Given a set of GNSS position measurements

P^{w} = \{p_{1}^{w}, p_{2}^{w}, \dots, p_{n}^{w}\}

in the ENU frame within the sliding window, and the local VO frame

P^{l} = \{p_{1}^{l}, p_{2}^{l}, \dots, p_{n}^{l}\}

, at this time, it is necessary to find a rotation matrix

R_{l}^{w}

and translation vector

t_{l}^{w}

, to align the local VO trajectory with the ENU frame.

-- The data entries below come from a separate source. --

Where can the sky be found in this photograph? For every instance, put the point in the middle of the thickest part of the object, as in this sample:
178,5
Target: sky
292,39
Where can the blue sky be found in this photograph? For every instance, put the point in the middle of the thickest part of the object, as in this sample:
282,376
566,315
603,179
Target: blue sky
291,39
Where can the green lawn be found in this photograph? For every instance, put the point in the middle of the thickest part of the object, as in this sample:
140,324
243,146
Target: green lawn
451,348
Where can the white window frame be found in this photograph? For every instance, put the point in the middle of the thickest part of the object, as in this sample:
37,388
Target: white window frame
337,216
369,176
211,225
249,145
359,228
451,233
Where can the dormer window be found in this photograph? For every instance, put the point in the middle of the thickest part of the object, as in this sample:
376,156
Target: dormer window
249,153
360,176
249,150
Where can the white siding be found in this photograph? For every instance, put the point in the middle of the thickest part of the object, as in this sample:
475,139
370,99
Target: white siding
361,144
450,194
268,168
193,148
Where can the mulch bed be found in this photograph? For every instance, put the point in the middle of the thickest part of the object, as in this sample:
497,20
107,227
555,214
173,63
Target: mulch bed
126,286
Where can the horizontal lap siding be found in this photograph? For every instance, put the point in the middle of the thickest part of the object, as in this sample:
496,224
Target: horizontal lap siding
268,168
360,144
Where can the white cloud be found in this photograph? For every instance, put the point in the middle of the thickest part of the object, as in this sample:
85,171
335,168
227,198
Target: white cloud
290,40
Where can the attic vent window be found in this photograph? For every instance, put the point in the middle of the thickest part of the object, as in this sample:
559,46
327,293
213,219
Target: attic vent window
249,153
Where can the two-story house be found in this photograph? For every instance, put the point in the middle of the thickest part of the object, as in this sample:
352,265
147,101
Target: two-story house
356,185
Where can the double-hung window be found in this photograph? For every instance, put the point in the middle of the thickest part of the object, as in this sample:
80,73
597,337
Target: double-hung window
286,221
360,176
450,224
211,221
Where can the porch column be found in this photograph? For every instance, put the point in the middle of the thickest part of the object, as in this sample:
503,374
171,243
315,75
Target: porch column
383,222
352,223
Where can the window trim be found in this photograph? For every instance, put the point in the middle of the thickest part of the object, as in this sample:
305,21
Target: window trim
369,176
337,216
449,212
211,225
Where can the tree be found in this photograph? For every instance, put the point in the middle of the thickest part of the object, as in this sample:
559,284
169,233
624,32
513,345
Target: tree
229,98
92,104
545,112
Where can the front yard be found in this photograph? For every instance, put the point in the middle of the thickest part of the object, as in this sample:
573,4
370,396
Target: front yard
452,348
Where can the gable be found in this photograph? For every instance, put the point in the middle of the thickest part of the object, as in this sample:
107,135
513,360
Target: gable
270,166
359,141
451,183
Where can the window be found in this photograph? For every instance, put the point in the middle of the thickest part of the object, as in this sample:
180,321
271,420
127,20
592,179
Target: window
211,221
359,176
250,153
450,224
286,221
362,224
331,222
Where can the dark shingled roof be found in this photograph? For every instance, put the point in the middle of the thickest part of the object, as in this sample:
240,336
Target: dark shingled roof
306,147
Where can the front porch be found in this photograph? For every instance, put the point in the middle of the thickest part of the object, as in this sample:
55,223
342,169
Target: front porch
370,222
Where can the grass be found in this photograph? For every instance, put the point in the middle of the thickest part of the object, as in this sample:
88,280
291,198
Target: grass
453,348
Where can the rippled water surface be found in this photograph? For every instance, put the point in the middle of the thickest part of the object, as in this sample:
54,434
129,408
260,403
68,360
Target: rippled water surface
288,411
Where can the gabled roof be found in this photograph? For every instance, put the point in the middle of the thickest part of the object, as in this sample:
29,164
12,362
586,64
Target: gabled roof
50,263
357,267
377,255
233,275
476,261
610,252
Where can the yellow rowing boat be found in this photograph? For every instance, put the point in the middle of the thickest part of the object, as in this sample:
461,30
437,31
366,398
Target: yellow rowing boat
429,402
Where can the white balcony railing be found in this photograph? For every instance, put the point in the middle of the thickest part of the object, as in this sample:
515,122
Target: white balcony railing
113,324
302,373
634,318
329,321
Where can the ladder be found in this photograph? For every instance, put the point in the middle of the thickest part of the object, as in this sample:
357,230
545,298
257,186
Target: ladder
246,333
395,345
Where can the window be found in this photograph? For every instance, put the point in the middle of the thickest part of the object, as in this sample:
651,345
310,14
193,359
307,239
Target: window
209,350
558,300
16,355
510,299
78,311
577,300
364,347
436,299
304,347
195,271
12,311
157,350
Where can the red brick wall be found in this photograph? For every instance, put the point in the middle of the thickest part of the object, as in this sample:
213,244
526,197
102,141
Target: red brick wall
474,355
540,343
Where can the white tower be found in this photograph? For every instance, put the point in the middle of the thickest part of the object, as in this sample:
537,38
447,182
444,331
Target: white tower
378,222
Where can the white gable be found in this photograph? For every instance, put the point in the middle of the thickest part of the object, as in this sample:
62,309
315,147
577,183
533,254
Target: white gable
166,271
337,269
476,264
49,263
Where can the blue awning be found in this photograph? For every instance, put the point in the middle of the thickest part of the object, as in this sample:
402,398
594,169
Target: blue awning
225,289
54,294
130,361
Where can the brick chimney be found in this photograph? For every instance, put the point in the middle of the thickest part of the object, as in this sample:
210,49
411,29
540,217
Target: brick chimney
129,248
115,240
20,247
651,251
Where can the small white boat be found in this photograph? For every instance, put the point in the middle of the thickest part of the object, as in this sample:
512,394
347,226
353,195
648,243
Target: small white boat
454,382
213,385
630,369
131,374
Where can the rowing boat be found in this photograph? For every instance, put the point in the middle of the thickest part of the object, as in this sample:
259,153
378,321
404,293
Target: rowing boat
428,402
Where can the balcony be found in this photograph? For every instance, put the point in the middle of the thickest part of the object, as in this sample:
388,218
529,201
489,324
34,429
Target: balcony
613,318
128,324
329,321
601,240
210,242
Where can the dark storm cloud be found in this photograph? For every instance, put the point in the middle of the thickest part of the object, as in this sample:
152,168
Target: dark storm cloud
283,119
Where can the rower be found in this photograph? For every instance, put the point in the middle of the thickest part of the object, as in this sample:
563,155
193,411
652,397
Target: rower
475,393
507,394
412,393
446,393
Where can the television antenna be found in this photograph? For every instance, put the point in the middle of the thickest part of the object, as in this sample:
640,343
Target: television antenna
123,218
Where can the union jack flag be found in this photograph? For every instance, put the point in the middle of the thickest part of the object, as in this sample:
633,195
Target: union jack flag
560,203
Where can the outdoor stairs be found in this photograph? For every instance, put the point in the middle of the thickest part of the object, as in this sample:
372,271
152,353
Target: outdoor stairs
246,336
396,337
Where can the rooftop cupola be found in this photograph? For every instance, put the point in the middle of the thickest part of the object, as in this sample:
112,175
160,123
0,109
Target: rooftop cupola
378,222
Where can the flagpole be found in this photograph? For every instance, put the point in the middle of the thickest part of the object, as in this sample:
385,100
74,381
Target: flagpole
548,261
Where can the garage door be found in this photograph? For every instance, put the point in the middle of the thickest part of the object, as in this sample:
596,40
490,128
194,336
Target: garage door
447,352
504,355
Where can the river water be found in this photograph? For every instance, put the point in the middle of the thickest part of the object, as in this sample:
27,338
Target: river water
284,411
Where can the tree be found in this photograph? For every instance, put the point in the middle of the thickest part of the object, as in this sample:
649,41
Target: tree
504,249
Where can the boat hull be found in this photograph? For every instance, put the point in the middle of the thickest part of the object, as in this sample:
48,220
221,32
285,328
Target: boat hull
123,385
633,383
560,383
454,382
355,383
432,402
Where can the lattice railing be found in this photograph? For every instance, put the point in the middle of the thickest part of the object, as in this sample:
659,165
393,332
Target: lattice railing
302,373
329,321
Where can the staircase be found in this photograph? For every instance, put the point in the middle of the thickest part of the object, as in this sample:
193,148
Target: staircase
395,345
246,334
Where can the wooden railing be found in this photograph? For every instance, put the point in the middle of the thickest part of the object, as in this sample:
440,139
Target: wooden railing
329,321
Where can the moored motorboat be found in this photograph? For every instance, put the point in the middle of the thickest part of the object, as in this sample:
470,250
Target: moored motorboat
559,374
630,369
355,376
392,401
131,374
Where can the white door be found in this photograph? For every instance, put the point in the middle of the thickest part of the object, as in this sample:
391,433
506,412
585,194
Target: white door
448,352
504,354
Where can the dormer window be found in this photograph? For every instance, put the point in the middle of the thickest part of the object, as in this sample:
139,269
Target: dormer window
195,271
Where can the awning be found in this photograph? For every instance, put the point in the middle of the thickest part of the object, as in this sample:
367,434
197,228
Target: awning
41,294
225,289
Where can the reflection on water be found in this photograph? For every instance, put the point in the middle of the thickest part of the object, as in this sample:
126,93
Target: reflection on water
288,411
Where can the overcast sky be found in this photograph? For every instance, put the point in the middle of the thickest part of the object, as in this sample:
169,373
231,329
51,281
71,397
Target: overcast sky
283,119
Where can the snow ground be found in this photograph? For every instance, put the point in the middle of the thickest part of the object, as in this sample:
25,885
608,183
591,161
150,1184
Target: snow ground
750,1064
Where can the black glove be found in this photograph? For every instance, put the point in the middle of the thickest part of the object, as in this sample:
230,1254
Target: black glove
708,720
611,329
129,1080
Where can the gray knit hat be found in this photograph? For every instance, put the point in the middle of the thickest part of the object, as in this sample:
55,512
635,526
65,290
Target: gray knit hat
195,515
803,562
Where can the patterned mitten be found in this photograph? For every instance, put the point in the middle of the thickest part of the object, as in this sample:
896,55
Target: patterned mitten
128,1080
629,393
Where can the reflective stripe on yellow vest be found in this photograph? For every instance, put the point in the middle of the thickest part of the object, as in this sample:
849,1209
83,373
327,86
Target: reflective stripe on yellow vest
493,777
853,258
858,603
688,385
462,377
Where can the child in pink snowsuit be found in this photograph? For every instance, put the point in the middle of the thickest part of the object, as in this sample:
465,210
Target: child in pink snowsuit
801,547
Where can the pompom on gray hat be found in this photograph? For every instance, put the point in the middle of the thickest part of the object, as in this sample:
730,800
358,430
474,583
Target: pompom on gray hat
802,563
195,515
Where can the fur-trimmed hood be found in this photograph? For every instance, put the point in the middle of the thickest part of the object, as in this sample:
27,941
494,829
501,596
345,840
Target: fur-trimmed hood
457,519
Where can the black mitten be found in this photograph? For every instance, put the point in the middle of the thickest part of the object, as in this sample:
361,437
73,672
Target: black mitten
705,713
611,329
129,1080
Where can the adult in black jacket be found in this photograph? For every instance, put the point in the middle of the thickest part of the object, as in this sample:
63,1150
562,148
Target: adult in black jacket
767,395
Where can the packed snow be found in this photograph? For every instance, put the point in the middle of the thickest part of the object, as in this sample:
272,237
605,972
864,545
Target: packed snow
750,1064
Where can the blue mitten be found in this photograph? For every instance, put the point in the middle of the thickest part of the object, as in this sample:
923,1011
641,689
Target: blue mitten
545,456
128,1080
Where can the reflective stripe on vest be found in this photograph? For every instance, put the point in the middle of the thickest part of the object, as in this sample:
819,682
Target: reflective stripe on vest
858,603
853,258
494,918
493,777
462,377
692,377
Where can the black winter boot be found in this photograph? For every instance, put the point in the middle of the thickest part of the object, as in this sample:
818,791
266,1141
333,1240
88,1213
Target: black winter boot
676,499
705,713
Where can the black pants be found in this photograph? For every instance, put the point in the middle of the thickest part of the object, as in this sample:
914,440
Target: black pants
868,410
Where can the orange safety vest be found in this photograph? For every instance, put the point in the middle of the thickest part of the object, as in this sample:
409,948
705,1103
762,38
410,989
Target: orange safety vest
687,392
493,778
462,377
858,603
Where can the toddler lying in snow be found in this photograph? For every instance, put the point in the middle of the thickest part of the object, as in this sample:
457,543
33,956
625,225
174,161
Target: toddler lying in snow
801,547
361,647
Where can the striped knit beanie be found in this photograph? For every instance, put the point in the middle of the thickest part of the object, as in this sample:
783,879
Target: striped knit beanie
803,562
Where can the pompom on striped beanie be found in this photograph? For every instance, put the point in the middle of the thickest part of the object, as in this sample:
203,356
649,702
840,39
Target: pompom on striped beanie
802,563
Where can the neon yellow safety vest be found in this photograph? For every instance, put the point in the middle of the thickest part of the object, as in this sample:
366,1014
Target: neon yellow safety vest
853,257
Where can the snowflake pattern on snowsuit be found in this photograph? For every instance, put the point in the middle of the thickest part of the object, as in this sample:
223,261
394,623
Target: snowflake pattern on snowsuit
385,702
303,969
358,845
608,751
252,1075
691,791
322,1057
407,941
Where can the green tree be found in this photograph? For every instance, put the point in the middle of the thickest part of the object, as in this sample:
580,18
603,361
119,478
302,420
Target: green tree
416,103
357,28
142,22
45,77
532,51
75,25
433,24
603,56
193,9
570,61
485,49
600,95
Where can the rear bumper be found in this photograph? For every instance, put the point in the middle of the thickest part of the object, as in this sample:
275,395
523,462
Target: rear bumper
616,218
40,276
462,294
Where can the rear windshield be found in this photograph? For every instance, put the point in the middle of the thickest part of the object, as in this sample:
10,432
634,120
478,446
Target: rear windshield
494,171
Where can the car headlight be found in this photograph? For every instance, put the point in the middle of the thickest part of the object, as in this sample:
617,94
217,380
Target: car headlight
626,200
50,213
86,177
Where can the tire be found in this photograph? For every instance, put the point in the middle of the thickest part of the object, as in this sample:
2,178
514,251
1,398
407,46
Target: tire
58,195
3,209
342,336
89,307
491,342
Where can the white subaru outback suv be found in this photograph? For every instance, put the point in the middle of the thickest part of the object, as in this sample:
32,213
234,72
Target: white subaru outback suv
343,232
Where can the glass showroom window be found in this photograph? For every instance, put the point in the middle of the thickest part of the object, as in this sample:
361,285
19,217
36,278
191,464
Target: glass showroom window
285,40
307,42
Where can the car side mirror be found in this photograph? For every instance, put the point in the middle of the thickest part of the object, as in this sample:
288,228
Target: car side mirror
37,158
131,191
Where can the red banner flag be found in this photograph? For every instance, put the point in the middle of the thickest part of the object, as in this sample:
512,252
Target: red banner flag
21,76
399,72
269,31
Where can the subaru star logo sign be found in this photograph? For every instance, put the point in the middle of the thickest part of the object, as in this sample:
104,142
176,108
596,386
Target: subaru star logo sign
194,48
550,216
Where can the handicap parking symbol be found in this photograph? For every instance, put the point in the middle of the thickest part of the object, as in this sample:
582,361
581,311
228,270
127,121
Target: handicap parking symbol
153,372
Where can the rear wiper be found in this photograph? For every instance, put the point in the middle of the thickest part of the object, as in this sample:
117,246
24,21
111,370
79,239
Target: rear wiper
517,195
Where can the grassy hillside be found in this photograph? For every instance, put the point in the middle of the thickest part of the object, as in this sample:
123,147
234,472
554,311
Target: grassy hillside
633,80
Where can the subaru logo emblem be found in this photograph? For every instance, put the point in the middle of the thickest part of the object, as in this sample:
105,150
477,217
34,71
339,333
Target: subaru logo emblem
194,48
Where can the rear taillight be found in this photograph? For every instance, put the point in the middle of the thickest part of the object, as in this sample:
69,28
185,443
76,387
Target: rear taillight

By constructing a least squares problem, the sum of squared errors is minimized:

E (R_{l}^{w}, t_{l}^{w}) = \frac{1}{n} \sum_{i = 0}^{n} {∥p_{i}^{w} - (R_{l}^{w} p_{i}^{l} + t_{l}^{w})∥}^{2},

(6)

According to [44], first, use the SVD principle to solve the rotation matrix R, and define the centroid of the two groups of points as:

p^{l} = \frac{1}{n} \sum_{i = 1}^{n} p_{i}^{l}, p^{w} = \frac{1}{n} \sum_{i = 1}^{n} p_{i}^{w},

(7)

Then construct a

3 \times 3

matrix W such that:

W = \sum_{i = 1}^{n} (p_{i}^{w} - p^{w}) {(p_{i}^{l} - p^{l})}^{T},

(8)

And perform SVD decomposition on W to obtain:

W = U Σ V^{T},

(9)

where

Σ

is a diagonal matrix composed of singular values, and its diagonal elements are arranged from large to small; while U and V are diagonal matrices. When W is full rank, the solution formula for

R_{l}^{w}

is:

R_{l}^{w} = U V^{T},

(10)

The final transformation

t_{l}^{g}

can be obtained using the following equation:

t_{l}^{w} = p^{w} - R_{l}^{w} p^{l},

(11)

After system initialization, the transformation of the entire map’s keyframes to the world coordinate system can be achieved through the rotation matrix

R_{l}^{w}

and the translation matrix

t_{l}^{w}

, to further adjust the GNSS and visual positioning results.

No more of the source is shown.